Early warning of Mpox outbreaks in U.S. jurisdictions using Lasso Vector Autoregression models with cross-jurisdictional lags
Hannah Craddock, Joel O. Wertheim, Eliah Aronoff-Spencer, Mark Beatty, David Valentine, Rishi Graham, Jade C. Wang, Lior Rennert, Seema Shah, Ravi Goyal, Natasha K. Martin
TL;DR
Mpox exhibits episodic, spatially heterogeneous transmission, motivating area-specific forecasts. The authors deploy a sparse VAR framework with cross-jurisdictional lags (VAR-Lasso) to generate rolling two-week-ahead forecasts for eight high-incidence U.S. jurisdictions and identify influential long-lag predictors.

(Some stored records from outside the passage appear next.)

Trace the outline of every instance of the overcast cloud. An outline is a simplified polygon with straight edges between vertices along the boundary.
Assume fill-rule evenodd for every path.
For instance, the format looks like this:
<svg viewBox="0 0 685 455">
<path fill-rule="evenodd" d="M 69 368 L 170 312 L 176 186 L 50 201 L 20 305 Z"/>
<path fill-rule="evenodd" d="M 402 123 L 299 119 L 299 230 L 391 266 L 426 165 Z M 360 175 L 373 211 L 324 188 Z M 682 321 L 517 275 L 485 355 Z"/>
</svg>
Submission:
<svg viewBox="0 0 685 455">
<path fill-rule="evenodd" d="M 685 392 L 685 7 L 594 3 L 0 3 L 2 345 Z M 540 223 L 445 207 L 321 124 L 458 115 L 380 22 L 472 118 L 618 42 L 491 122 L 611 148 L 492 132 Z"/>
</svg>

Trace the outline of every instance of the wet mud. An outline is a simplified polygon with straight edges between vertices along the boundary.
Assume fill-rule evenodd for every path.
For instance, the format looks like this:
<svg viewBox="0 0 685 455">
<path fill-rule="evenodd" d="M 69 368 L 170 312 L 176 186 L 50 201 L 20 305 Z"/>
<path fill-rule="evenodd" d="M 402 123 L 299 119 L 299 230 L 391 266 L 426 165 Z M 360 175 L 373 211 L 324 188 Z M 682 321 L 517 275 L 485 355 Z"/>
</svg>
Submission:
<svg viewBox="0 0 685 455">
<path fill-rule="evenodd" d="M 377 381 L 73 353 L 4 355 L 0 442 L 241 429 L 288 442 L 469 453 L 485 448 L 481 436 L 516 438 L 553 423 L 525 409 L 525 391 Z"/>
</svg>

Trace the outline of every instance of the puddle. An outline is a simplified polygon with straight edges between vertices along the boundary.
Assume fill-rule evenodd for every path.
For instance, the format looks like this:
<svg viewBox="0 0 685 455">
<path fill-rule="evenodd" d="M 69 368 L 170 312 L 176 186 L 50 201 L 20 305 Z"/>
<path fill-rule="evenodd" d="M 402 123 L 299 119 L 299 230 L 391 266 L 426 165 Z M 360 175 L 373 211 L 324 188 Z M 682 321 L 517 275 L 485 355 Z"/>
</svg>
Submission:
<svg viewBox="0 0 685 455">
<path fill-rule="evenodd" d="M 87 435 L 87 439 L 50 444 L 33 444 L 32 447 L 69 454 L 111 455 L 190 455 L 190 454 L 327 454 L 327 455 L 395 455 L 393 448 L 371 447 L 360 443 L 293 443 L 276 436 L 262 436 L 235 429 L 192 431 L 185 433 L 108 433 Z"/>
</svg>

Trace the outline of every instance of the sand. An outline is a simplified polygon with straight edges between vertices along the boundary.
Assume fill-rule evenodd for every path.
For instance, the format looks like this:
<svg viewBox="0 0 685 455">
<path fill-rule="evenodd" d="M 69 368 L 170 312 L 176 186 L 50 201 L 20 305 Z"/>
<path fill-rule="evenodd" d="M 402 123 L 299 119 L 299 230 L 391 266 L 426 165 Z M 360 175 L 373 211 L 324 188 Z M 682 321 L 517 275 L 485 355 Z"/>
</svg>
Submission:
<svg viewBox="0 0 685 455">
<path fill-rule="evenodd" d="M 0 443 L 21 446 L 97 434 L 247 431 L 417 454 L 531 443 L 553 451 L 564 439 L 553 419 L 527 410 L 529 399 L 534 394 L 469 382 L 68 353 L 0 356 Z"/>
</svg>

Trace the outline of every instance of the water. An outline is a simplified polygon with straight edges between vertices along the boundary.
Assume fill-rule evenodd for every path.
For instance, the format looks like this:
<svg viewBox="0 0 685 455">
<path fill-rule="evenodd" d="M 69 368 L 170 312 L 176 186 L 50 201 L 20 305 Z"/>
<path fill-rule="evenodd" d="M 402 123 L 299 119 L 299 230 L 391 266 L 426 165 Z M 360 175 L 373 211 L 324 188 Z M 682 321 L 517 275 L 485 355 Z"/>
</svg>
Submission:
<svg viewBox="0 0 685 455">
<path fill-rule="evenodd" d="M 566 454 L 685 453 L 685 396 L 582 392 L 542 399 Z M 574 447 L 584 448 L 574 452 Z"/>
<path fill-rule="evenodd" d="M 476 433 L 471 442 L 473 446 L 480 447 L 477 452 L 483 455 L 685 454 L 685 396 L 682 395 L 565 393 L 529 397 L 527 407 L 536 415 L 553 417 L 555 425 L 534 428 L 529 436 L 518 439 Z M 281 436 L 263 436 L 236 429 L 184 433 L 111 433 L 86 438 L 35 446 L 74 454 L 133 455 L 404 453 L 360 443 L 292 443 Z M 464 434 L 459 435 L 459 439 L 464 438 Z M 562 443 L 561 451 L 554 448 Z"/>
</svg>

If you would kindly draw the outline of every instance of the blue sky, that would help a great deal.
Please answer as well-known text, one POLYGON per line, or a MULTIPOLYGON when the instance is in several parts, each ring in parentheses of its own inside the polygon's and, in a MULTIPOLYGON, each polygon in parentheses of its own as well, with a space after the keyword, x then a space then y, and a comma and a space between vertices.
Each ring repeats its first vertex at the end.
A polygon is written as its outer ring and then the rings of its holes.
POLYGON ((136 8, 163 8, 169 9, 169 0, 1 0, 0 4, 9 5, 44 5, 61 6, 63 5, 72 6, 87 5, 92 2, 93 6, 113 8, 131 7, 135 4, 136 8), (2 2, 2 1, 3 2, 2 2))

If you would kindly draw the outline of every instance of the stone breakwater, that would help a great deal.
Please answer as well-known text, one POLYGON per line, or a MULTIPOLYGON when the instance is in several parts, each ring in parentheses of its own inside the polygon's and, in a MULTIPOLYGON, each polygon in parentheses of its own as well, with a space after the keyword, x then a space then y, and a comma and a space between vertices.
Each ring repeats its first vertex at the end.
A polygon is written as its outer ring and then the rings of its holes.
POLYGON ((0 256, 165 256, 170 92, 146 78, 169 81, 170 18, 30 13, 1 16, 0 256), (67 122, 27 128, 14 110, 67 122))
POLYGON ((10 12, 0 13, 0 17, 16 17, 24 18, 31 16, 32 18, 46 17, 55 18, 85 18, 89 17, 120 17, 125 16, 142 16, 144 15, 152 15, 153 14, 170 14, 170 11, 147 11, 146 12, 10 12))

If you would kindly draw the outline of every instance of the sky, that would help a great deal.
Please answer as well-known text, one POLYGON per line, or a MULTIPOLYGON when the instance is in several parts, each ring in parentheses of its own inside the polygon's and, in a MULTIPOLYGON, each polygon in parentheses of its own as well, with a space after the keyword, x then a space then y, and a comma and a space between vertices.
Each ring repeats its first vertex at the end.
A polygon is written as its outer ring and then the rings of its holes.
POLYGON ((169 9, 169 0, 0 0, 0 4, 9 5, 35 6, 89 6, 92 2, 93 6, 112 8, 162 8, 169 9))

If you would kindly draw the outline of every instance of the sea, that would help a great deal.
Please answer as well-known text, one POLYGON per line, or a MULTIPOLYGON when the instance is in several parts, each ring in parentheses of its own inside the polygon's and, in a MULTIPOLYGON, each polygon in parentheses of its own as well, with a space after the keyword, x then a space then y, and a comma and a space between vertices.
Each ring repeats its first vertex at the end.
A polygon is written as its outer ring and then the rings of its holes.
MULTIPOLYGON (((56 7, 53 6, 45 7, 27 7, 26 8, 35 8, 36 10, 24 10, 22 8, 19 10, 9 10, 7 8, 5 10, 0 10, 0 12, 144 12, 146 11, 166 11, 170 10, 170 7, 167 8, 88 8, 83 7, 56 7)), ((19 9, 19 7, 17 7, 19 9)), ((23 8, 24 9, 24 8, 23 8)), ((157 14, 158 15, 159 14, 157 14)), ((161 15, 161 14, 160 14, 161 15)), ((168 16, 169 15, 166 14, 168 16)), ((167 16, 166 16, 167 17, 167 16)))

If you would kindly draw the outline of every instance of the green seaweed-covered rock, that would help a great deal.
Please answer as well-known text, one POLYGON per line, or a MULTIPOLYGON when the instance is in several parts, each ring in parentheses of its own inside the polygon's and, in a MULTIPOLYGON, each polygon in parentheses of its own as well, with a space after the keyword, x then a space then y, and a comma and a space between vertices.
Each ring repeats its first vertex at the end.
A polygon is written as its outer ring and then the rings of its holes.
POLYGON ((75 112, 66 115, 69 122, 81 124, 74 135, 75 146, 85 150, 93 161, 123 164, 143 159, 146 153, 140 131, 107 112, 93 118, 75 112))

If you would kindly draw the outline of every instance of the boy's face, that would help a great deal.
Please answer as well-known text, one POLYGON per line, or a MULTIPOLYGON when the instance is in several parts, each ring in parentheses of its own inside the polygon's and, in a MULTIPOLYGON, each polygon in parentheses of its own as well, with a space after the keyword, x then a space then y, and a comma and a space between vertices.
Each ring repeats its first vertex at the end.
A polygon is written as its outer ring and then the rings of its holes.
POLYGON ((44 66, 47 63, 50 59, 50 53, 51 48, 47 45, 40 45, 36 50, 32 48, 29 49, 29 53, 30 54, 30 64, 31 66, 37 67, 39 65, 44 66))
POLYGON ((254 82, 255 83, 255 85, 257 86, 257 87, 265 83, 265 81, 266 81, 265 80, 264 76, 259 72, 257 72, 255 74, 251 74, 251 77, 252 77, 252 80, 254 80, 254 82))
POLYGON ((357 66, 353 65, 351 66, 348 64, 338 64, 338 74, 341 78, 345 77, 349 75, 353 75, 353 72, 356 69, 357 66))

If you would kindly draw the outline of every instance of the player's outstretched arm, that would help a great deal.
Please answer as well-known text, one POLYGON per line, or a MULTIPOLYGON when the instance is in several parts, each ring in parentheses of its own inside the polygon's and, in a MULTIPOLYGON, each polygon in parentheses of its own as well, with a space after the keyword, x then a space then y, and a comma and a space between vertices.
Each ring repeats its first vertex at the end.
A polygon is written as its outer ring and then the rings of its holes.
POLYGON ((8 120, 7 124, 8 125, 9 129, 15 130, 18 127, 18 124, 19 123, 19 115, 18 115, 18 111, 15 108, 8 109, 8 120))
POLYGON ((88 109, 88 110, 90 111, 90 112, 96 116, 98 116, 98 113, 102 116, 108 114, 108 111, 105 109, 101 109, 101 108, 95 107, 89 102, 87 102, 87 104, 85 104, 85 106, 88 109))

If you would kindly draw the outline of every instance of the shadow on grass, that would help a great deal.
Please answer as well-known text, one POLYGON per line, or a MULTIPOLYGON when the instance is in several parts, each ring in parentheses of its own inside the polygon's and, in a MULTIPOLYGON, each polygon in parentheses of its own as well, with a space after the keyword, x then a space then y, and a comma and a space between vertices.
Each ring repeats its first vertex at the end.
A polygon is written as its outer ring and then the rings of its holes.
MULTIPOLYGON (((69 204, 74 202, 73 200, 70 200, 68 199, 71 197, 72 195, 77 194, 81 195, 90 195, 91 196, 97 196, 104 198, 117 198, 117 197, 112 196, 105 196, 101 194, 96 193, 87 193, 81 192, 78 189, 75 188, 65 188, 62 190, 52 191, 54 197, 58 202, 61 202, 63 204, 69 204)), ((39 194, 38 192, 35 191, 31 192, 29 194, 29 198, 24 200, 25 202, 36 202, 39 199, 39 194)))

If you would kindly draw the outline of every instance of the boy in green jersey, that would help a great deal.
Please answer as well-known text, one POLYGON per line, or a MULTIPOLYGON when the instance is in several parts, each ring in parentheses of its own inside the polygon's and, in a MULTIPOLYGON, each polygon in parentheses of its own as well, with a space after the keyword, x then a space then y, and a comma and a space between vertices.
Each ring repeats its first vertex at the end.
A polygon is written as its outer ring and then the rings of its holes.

External phylogenetic validation in San Diego County aligns the model's cross-jurisdictional signals with observed genetic introductions, and slope-weighted evaluation shows VAR-Lasso consistently outperforms univariate AR-Lasso and naive benchmarks. This approach enables earlier warnings and targeted public health actions by leveraging inter-jurisdictional case dynamics alongside genomic evidence.
Abstract
Mpox is an orthopoxvirus that infects humans and animals and is transmitted primarily through close physical contact. The episodic and spatially heterogeneous dynamics of Mpox transmission underscores the need for timely, area-specific forecasts to support targeted public health responses in the U.S. We develop a Vector Autoregression model with Lasso regularization (VAR-Lasso) to generate rolling two-week-ahead forecasts of weekly Mpox cases for eight high-incidence U.S. jurisdictions using national surveillance data from the Centers for Disease Control and Prevention (CDC). The VAR-Lasso model identifies significant long-lag, cross-jurisdictional predictors. For a case study in San Diego County (SDC), these statistical predictors align with phylogenetic analysis that traces a 2023 cluster in SDC to an outbreak in Illinois six months earlier. As the need for public health action is often greatest when incidence is increasing, our performance evaluation focuses on positive-slope weighted error metrics. Forecast performance of the VAR-Lasso model is compared to a uni-variate Auto-Regressive (AR) Lasso model and a naive moving-average estimate. The models are compared using slope-weighted Root Mean Squared Error (RMSE), slope-weighted Mean Absolute Error (MAE), and slope-weighted bias. Across all observations, the VAR-Lasso model reduces slope-weighted RMSE, MAE, and bias by 12%, 7%, and 66% relative to the AR model, and by 16%, 13%, and 76% relative to the naive benchmark. Our findings highlight the value of sparse multivariate time-series models that leverage cross-jurisdictional case data for early forecasting of Mpox outbreaks. Such forecasting can aid health departments in proactively providing timely resources and messaging to mitigate the risks of a future outbreak.